UNE FAMILLE EN REMPLACE UNE AUTRE
Ghislain Lesaffre est bien placé pour connaître l’esprit d’une entreprise familiale, Lesaffre est en effet le nom d’un groupe familial international. La chicorée Leroux est quant à elle restée dans les mains de la même lignée familiale jusqu’en 1985 où Alain et Robert Leroux, sans enfants, choisissent Michel Leroux, leur cousin, et Michel Hermand, un informaticien de l’entreprise pour leur succéder, chose faite en 1989. Le second fils de Michel Hermand, Olivier reste dans l’entreprise, faisant le lien entre passé et futur. Il occupe le poste de directeur général.

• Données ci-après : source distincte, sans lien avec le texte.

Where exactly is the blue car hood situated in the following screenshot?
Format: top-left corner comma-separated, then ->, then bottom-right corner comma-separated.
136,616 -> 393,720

UN INVESTISSEMENT PERSONNEL
Ghislain Lesaffre fait partie d’une famille d’industriels reconnus, propriétaire d’une entreprise qui emploie quelques 2600 personnes en France sur plus de 10 000 dans le monde au travers de 80 filiales et plus d’une soixantaine d’usines. Un champion français, leader mondial de la levure, dont les concurrents sont tous étrangers, un britannique, un anglais et un hollandais. C’est la raison pour laquelle Ghislain Lesaffre a tenu à préciser un point important lors du rachat de la société Leroux, ce rachat est une aventure qu’il entend mener à titre personnel et non pas au nom de la famille. Il est un investisseur privé, à bon entendeur salut. Ses projets sont déjà clairement établis, l’expérience du nouveau propriétaire avec Chocomod est parfaitement adaptée au profil de Leroux, un gage de confiance pour l’avenir.
10 MILLIONS POUR ACCÉLÉRER
Ghislain Lesaffre a racheté une marque qui est une valeur sure. Leroux est ultra-leader, ses ventes se font à 45% chez des clients industriels et 45% à l’exportation dans une quarantaine de pays. Mais la motivation du repreneur va bien au-de-là. Les affaires sont les affaires, et c’est le potentiel qui l’a surtout intéressé. Pour accélérer la croissance, le nouvel actionnaire n’arrive pas les mains vides, il a annoncé dès son arrivée un programme d’investissement conséquent, à hauteur de 10 millions d’euros. Le plan d’action est déjà prêt, le financement sera essentiellement consacré à la remise à niveau des sites de production portant égale-ment sur des processus de décarbonations.
Les autres volets du plan portent sur l’aval, il s’agit d’attaquer de nouveaux segments de marchés et de nouveaux pays à ouvrir. Ces plans vont être concrétisés rapidement, Ghislain Lesaffre veut toucher de nouvelles cibles telles que l’alimentation animale, et prospecter d’autres contrées, comme les États-Unis, qu’il connait bien pour y avoir vécu long-temps. Il a déjà l’expérience de Chocmod, qu’il a orienté sur l’Amérique du Nord avec l’installation d’une usine au Canada pour couvrir le marché américain.
UNE BASE ON NE PEUT PLUS SOLIDE
Ghislain Lesaffre va donc jouer une partie où il a tous les atouts en main. La chicorée Leroux détient celle du local, du made in France, du végétal, sur un produit qui ne cesse de moderniser ses usages et son image. De plus l’entreprise sort de deux années de croissance et ne demande qu’à poursuivre sur sa lancée, à présent que les moyens financiers sont rassemblés.
« Si j’ai racheté la société Leroux, c’est pour la développer » telle fut l’annonce faite par Ghislain Lesaffre, à la presse, insistant sur sa volonté d’aller de l’avant, le plus rapidement possible. L’entreprise est sur une pente ascendante, le moment est donc d’une importance stratégique pour l’avenir de l’entreprise, qui peut connaître une deuxième jeunesse avec le regain des pratiques végétariennes. On prête aussi au nouveau président l’envie d’exploiter la fantastique notoriété de la marque pour lancer un café Leroux. Après tout, les cafés Méo ne sont pas très loin.